Martir Minoritas
Catatan DIS'Way Jateng --
Oleh: Dahlan Iskan
INTERNET masih belum normal di Iran. Tapi kondisi umum sudah pulih. Terutama sejak Senin dua hari lalu.
Terganggunya internet itu disengaja. Agar demo tidak mudah meluas. "Kok Anda masih bisa jawab WA saya?" tanya saya pada seorang teman di Tehran. "Saya pakai VPN," jawabnya.
Sejak awal kerusuhan pun ia masih tetap bekerja seperti biasa. Kantor tidak terganggu. "Belanja ke pasar untuk kebutuhan keluarga juga tidak ada yang terganggu," katanya.
Awalnya keadaan di Iran memang seperti sangat gawat. Kesan saya: seperti kerusuhan 1998 di Jakarta. Apalagi informasi yang masuk ke saya sangat serius. "Rezim Iran jatuh Pak," tulis seseorang yang selalu mengamati soal Iran. Ia mengirimkan pandangannya yang tajam itu ke WA saya.
Saya pun memonitor media di Amerika Serikat. Baik yang mainstream maupun yang nyinyir. Kok kondisi gawat itu tidak tecermin di media di Amerika. Demikian juga media di Inggris.
"Memang internet jauh lebih riuh daripada yang saya alami di sini," ujar seorang Indonesia yang ada di sana.
Kelihatannya tiga hal yang membuat kerusuhan itu mampu dikendalikan pemerintah. Sikap Presiden Ebrahim Raisi sangat responsif, para Imam turun tangan langsung dan internet dikendalikan.

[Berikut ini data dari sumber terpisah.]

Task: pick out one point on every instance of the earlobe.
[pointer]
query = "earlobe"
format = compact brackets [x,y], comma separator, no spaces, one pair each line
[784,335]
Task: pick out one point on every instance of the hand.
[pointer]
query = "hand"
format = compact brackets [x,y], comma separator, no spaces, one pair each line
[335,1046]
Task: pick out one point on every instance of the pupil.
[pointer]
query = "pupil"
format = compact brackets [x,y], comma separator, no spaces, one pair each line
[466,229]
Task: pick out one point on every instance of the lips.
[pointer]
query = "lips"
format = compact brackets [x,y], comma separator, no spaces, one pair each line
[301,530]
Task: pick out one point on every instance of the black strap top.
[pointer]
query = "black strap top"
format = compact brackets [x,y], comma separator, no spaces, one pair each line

Sikap Presiden Raisi sangat jelas: petugas yang menyebabkan kematian harus diusut dan dihukum. Tapi kerusuhan yang menyebabkan terganggunya keamanan juga harus dihentikan.
Kerusuhan pun mereda.
Semua itu bermula dari peristiwa yang Anda sudah tahu: meninggalnya Mahsa Amini. Umur 22 tahun. Tanggal 16 September 2022.
Mahsa meninggal tidak wajar. Di Rumah Sakit Kasra Hospital. Itu salah satu rumah sakit terbesar di pusat kota Tehran. Setidaknya ada 15 rumah sakit besar di pusat ibu kota itu.

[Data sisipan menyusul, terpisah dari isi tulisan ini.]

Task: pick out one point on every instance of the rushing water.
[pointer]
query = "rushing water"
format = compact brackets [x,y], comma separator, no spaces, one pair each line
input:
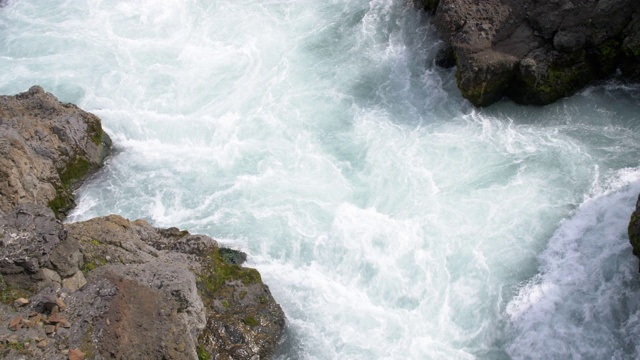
[390,219]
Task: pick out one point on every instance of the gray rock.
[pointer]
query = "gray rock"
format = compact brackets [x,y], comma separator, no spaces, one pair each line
[46,147]
[572,43]
[130,290]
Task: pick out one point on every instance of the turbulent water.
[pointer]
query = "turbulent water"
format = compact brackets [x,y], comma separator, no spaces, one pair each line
[390,219]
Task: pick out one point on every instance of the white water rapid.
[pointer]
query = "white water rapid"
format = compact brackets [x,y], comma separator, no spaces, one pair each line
[390,219]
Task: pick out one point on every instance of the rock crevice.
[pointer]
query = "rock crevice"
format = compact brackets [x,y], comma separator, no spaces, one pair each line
[537,51]
[108,288]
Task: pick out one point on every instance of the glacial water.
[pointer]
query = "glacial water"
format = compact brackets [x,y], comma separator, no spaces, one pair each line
[390,218]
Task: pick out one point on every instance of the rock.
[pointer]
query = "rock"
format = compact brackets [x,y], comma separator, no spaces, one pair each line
[536,52]
[130,290]
[634,230]
[75,282]
[15,324]
[20,302]
[75,354]
[51,276]
[46,147]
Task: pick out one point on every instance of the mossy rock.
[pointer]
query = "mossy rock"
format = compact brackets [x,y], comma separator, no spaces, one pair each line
[634,234]
[430,5]
[217,272]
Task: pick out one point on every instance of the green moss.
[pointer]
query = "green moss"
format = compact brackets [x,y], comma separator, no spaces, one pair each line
[485,92]
[95,131]
[8,294]
[61,203]
[203,354]
[560,82]
[251,321]
[75,170]
[216,273]
[606,56]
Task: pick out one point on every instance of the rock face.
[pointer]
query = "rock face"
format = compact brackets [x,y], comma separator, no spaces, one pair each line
[537,51]
[634,230]
[45,149]
[109,288]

Tiga hari sebelumnya Mahsa kena razia polisi moral. Yakni petugas yang sesekali melakukan razia pelanggaran cara berpakaian. Saat terkena razia itu Mahsa tidak pakai kerudung yang sesuai peraturan di sana - -yang berlandaskan Islam versi Iran.
Rasanya Mahsa lagi sial. Di Iran, sepengetahuan saya, aturan kerudung itu tidak terlalu ketat. Tidak seperti di Arab Saudi.
Memang, yang terbanyak, wanita di sana pakai penutup kepala. Tapi bukan jilbab. Kerudung mereka memang menutupi kepala tapi masih memperlihatkan sedikit rambut di bagian depan. Hanya sedikit lebih rapat dari cara Mbak Yenny Wahid berkerudung.